- Flag Coat of arms
- Location of Eggenstein-Leopoldshafen within Karlsruhe district
- Eggenstein-Leopoldshafen Eggenstein-Leopoldshafen
- Coordinates: 49°04′40″N 08°23′33″E﻿ / ﻿49.07778°N 8.39250°E
- Country: Germany
- State: Baden-Württemberg
- Admin. region: Karlsruhe
- District: Karlsruhe

Government
- • Mayor (2023–31): Lukas Lang

Area
- • Total: 26.09 km^{2} (10.07 sq mi)
- Elevation: 100 m (300 ft)

Population (2022-12-31)
- • Total: 16,924
- • Density: 650/km^{2} (1,700/sq mi)
- Time zone: UTC+01:00 (CET)
- • Summer (DST): UTC+02:00 (CEST)
- Postal codes: 76344
- Dialling codes: 0721 und 07247
- Vehicle registration: KA
- Website: www.egg-leo.de

= Eggenstein-Leopoldshafen =

Eggenstein-Leopoldshafen is a municipality of almost 17,000 inhabitants located in the federal state of Baden-Württemberg in the Federal Republic of Germany. It lies about 12 km north of Karlsruhe and is the site of the northern campus of the research centre Karlsruhe Institute of Technology (with the former Forschungsreaktor 2 (FR2). In the west, Eggenstein-Leopoldshafen borders on the Rhine River and in the east it is connected with the Bundesstraße 36.

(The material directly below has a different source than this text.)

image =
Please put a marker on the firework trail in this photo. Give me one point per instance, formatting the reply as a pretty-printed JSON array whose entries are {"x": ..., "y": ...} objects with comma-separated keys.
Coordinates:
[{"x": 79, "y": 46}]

The two villages that make up the incorporated municipality evolved from medieval villages specializing in freshwater fishing and farming. Today, gravel extraction for construction purposes is important to the local economy, as is the cultivation of white asparagus (Spargel). Because of its location in the Rhine valley, hot humid summers are the norm for Eggenstein-Leopoldshafen. Numerous public beaches exist on the shores of artificial lakes that have been formed by extensive gravel extraction. Eggenstein-Leopoldshafen has numerous active community associations and sports clubs such as most notably TG Eggenstein 1894 e.V.. Eggenstein-Leopoldshafen is also home to the Sportpark Fassbender, a noted tennis school and training facility.

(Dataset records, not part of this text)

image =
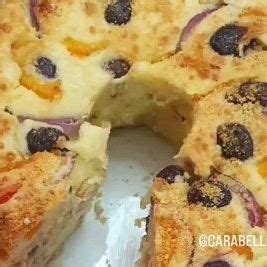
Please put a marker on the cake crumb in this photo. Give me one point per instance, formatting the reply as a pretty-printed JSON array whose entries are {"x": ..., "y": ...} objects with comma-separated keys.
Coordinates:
[
  {"x": 99, "y": 212},
  {"x": 27, "y": 221}
]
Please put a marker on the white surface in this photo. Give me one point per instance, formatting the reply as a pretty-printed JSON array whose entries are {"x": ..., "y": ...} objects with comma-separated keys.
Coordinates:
[{"x": 135, "y": 155}]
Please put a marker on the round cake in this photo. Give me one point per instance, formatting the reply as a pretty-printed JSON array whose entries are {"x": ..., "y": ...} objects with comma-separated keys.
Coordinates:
[{"x": 194, "y": 71}]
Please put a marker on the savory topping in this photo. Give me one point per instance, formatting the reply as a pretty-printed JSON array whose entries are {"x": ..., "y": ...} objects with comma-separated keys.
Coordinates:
[
  {"x": 262, "y": 168},
  {"x": 70, "y": 126},
  {"x": 34, "y": 19},
  {"x": 82, "y": 49},
  {"x": 171, "y": 173},
  {"x": 6, "y": 196},
  {"x": 250, "y": 92},
  {"x": 209, "y": 193},
  {"x": 44, "y": 139},
  {"x": 46, "y": 67},
  {"x": 117, "y": 67},
  {"x": 226, "y": 40},
  {"x": 147, "y": 222},
  {"x": 250, "y": 203},
  {"x": 218, "y": 263},
  {"x": 50, "y": 90},
  {"x": 118, "y": 13},
  {"x": 192, "y": 25},
  {"x": 235, "y": 141}
]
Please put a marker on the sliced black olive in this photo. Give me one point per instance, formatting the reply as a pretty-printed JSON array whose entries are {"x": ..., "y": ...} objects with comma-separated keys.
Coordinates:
[
  {"x": 226, "y": 40},
  {"x": 117, "y": 67},
  {"x": 46, "y": 67},
  {"x": 235, "y": 141},
  {"x": 43, "y": 139},
  {"x": 119, "y": 13},
  {"x": 209, "y": 193},
  {"x": 249, "y": 92},
  {"x": 170, "y": 172}
]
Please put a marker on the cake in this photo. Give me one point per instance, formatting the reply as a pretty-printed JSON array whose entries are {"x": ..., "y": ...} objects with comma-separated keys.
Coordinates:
[{"x": 192, "y": 70}]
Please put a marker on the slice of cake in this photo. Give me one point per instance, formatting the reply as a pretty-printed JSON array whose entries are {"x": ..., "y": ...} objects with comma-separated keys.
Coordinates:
[
  {"x": 220, "y": 190},
  {"x": 48, "y": 177}
]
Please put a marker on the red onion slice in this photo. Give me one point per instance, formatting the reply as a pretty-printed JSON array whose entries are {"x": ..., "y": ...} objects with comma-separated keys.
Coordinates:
[
  {"x": 66, "y": 169},
  {"x": 192, "y": 25},
  {"x": 252, "y": 207},
  {"x": 70, "y": 126},
  {"x": 33, "y": 14}
]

== Economy and Infrastructure ==
The most important economic factor for Eggenstein-Leopoldshafen is the Karlsruhe Institute of Technology (KIT), which was formerly founded there in 1956 under the name Kernforschungszentrum Karlsruhe. This is why the municipality is currently the most important destination for commuters for people living in the nearby city of Karlsruhe. In addition, the municipality has had a balanced municipal budget for years and remains one of the region's plenty debt-free communities. Eggenstein-Leopoldshafen as part of Karlsruhe (district) has one of the lowest unemployment rates in all of Baden-Württemberg with an unemployment rate of approximately around 2.6%.

An automobile and pedestrian ferry crossing across the Rhine River runs from Leopoldshafen to Leimersheim. The town is served by routes S1 and S11 of the Karlsruhe Stadtbahn, which is operated by the Albtal-Verkehrs-Gesellschaft over the Hardtbahn. Seven stops are served, at Eggenstein Süd, Eggenstein Station, Eggenstein Spöcker Weg, Eggenstein Schweriner Strasse, Leopoldshafen Viermorgen, Leopoldshafen Leopoldstrasse and Leopoldshafen Frankfurter Strasse.